Guide: Multi-Agent Orchestration

Build multi-step workflows with tool use, memory, and reliability controls on top of /v1/chat/completions.

Build multi-step workflows with tool use, memory, and reliability controls on top of /v1/chat/completions.

Everything in this guide is optional. If you omit orchestration fields, requests run in default auto mode.

1) How orchestration is activated

The gateway classifies each request from your payload (messages, tools, response format, metadata). You can let this be automatic or provide explicit hints.

Auto mode (recommended first)

{
  "model": "auto",
  "messages": [{"role": "user", "content": "Summarize this report."}]
}

Explicit workflow hint (`xantly.workflow_type`)

Accepted values:

single_turn
execution_task
multi_step_conversational
long_horizon_autonomous
voice_simple
voice_complex
creative

"xantly": {
  "workflow_type": "long_horizon_autonomous"
}

If an unrecognized value is supplied, the gateway falls back to automatic classification.

2) Chain controls

Continue a chain

Use xantly.chain_id (UUID recommended) to signal continuation:

"xantly": {
  "chain_id": "7f2c8d45-3d7f-4b4b-8d0f-a3e84fd8d6b2"
}

Limit chain depth and runtime

"xantly": {
  "max_chain_steps": 12,
  "chain_timeout_secs": 180
}

Important: these limits are applied only when the resolved workflow is long_horizon_autonomous.

Sticky vs mixed chain routing

Set this under routing_hints:

"routing_hints": {
  "chain_routing": "sticky"
}

sticky: preserve continuation consistency.
mixed: allow per-step re-routing (disables sticky continuation behavior).

3) Planning mode

You can steer planning style with xantly.planning_mode:

"xantly": {
  "planning_mode": "planact"
}

Accepted values:

preact
planact

If omitted, tenant defaults and heuristics are used.

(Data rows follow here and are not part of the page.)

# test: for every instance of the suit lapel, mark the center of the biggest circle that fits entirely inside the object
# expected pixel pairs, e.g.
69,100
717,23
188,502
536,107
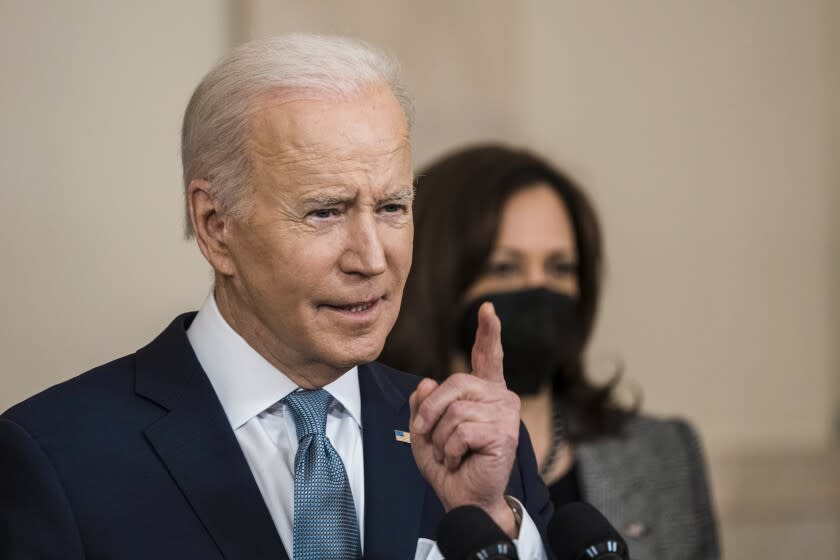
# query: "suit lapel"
394,488
610,480
197,445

4) Memory, cache, and conversation continuity

Persistent conversation scope

"xantly": {
  "conversation_id": "acct-42-onboarding",
  "enable_memory": true,
  "enable_cache": true
}

conversation_id scopes continuity.
enable_memory controls L1/L2 persistence for this request path.
enable_cache controls cache eligibility for this request.

Defaults:

enable_memory: true
enable_cache: true

5) Reliability and output verification

Reliability level

"xantly": {
  "reliability_level": "high"
}

Supported values:

standard
high
critical

Verification strategy override

"xantly": {
  "output_verification": "schema"
}

Supported values:

none
native
schema
cross_model

If omitted, strategy is auto-selected from request and tenant settings.

6) Voice workflows

Voice behavior can be signaled with xantly.voice_mode (commonly "true" for voice path handling):

"xantly": {
  "voice_mode": "true"
}

For streaming voice requests, responses are returned as SSE chat.completion.chunk events.

7) End-to-end examples

Autonomous multi-step workflow with guardrails

{
  "model": "auto",
  "messages": [
    {"role": "system", "content": "You are an ops agent. Execute safely and report results."},
    {"role": "user", "content": "Create a remediation plan for recurring API timeouts and include milestones."}
  ],
  "routing_hints": {
    "mode": "balanced",
    "chain_routing": "mixed",
    "task_complexity": "complex"
  },
  "xantly": {
    "workflow_type": "long_horizon_autonomous",
    "max_chain_steps": 8,
    "chain_timeout_secs": 120,
    "reliability_level": "high",
    "output_verification": "cross_model",
    "conversation_id": "incident-2026-03-09",
    "enable_memory": true,
    "enable_cache": true
  }
}

Structured tool workflow (execution task)

{
  "model": "auto",
  "messages": [
    {"role": "user", "content": "Extract the top 5 action items from this incident transcript."}
  ],
  "tools": [
    {
      "type": "function",
      "function": {
        "name": "fetch_incident_transcript",
        "parameters": {
          "type": "object",
          "properties": {"incident_id": {"type": "string"}},
          "required": ["incident_id"]
        }
      }
    }
  ],
  "response_format": {"type": "json_object"},
  "xantly": {
    "workflow_type": "execution_task",
    "output_verification": "schema"
  }
}

8) Edge cases to plan for

xantly.max_chain_steps and xantly.chain_timeout_secs are conditional (long-horizon only).
xantly.chain_id should be UUID-formatted; invalid values are ignored for chain classification.
Some orchestration fields are currently accepted but reserved (cache_ttl_secs, compress_context, enable_tool_reranking, xantly.chain_routing).
For chain routing behavior today, prefer routing_hints.chain_routing over xantly.chain_routing.